In the future we intent to extend the proposed framework in several directions to further enhance its representational capacity and neurophysiological relevance. First, we plan to incorporate a dedicated head for contrastive learning between trial and context, allowing the model to explicitly capture similarity structures across EEG trials [
49]. In addition, we will explore advanced contextual learning strategies, in which sinusoidal, averaged, or weighted templates serve as contextual references to improve cross-subject generalization and robustness. Spatial adaptability will also be examined by evaluating the model using larger number of EEG channels, combined with channel-selection or attention mechanisms to dynamically focus on the most informative cortical regions [
28,
50]. Another important direction involves enhancing the model’s robustness and interpretability. We will investigate weighted loss functions to better handle imbalanced datasets or clinical cases, ensuring fairer training across heterogeneous data distributions.
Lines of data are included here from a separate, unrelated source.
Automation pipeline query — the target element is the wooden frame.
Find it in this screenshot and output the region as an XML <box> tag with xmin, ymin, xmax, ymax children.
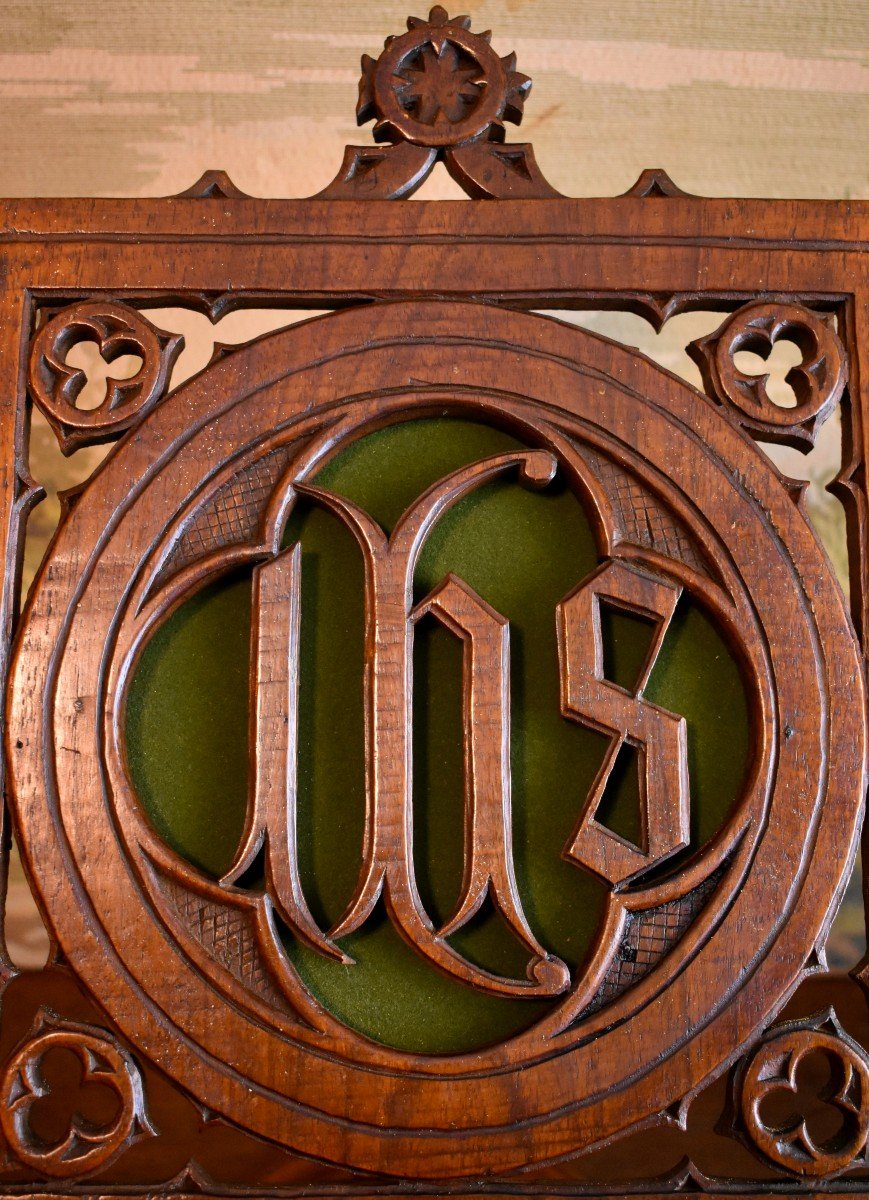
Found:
<box><xmin>0</xmin><ymin>10</ymin><xmax>869</xmax><ymax>1195</ymax></box>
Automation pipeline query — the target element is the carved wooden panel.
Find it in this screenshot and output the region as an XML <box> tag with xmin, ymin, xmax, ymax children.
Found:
<box><xmin>0</xmin><ymin>7</ymin><xmax>869</xmax><ymax>1195</ymax></box>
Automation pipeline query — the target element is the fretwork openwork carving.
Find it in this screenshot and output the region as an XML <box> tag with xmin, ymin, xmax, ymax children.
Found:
<box><xmin>0</xmin><ymin>6</ymin><xmax>869</xmax><ymax>1200</ymax></box>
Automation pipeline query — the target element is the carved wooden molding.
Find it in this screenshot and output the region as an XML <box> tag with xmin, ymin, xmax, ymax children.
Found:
<box><xmin>0</xmin><ymin>7</ymin><xmax>869</xmax><ymax>1198</ymax></box>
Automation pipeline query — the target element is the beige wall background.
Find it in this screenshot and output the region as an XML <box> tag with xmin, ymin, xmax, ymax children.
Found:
<box><xmin>0</xmin><ymin>0</ymin><xmax>869</xmax><ymax>197</ymax></box>
<box><xmin>0</xmin><ymin>0</ymin><xmax>869</xmax><ymax>965</ymax></box>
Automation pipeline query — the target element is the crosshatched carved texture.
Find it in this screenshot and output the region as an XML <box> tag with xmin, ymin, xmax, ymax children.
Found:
<box><xmin>688</xmin><ymin>301</ymin><xmax>847</xmax><ymax>450</ymax></box>
<box><xmin>588</xmin><ymin>870</ymin><xmax>723</xmax><ymax>1012</ymax></box>
<box><xmin>154</xmin><ymin>449</ymin><xmax>287</xmax><ymax>587</ymax></box>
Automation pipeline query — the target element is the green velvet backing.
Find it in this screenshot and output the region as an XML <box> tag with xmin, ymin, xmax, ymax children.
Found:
<box><xmin>127</xmin><ymin>418</ymin><xmax>749</xmax><ymax>1052</ymax></box>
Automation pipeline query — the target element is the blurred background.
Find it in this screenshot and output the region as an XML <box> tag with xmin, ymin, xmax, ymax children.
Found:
<box><xmin>0</xmin><ymin>0</ymin><xmax>869</xmax><ymax>966</ymax></box>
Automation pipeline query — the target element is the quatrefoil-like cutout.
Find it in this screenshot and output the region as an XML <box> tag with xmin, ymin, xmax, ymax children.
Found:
<box><xmin>739</xmin><ymin>1013</ymin><xmax>869</xmax><ymax>1177</ymax></box>
<box><xmin>28</xmin><ymin>300</ymin><xmax>184</xmax><ymax>455</ymax></box>
<box><xmin>64</xmin><ymin>338</ymin><xmax>144</xmax><ymax>412</ymax></box>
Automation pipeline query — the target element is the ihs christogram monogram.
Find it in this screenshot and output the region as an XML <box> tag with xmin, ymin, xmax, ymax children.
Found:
<box><xmin>320</xmin><ymin>5</ymin><xmax>558</xmax><ymax>199</ymax></box>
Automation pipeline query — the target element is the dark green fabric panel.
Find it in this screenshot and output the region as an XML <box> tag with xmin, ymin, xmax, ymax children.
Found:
<box><xmin>127</xmin><ymin>418</ymin><xmax>748</xmax><ymax>1052</ymax></box>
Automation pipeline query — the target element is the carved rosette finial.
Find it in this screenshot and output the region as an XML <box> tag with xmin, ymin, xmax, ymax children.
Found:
<box><xmin>320</xmin><ymin>5</ymin><xmax>558</xmax><ymax>199</ymax></box>
<box><xmin>356</xmin><ymin>5</ymin><xmax>531</xmax><ymax>148</ymax></box>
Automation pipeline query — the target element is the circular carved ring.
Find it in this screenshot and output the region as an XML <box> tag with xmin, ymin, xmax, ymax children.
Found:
<box><xmin>356</xmin><ymin>5</ymin><xmax>531</xmax><ymax>148</ymax></box>
<box><xmin>7</xmin><ymin>302</ymin><xmax>865</xmax><ymax>1178</ymax></box>
<box><xmin>739</xmin><ymin>1028</ymin><xmax>869</xmax><ymax>1177</ymax></box>
<box><xmin>689</xmin><ymin>300</ymin><xmax>847</xmax><ymax>445</ymax></box>
<box><xmin>0</xmin><ymin>1025</ymin><xmax>145</xmax><ymax>1178</ymax></box>
<box><xmin>28</xmin><ymin>300</ymin><xmax>184</xmax><ymax>454</ymax></box>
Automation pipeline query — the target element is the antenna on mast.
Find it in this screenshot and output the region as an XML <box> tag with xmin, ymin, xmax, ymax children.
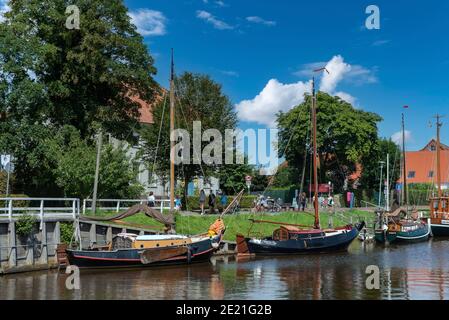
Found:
<box><xmin>170</xmin><ymin>48</ymin><xmax>175</xmax><ymax>212</ymax></box>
To strengthen the understanding of the learned representations, we will conduct comprehensive model-interpretability and neurophysiological relevance analyses, including attention visualization, channel-importance estimation, and temporal activation mapping [
51]. Finally, we aim to extend the framework to multimodal classification tasks, such as EEG–fNIRS integration [
52] and EEG-based diagnosis of Autism Spectrum Disorder (ASD) through multi-domain EEG analysis [
53], thereby broadening the applicability of our approach to both cognitive and clinical neuroscience.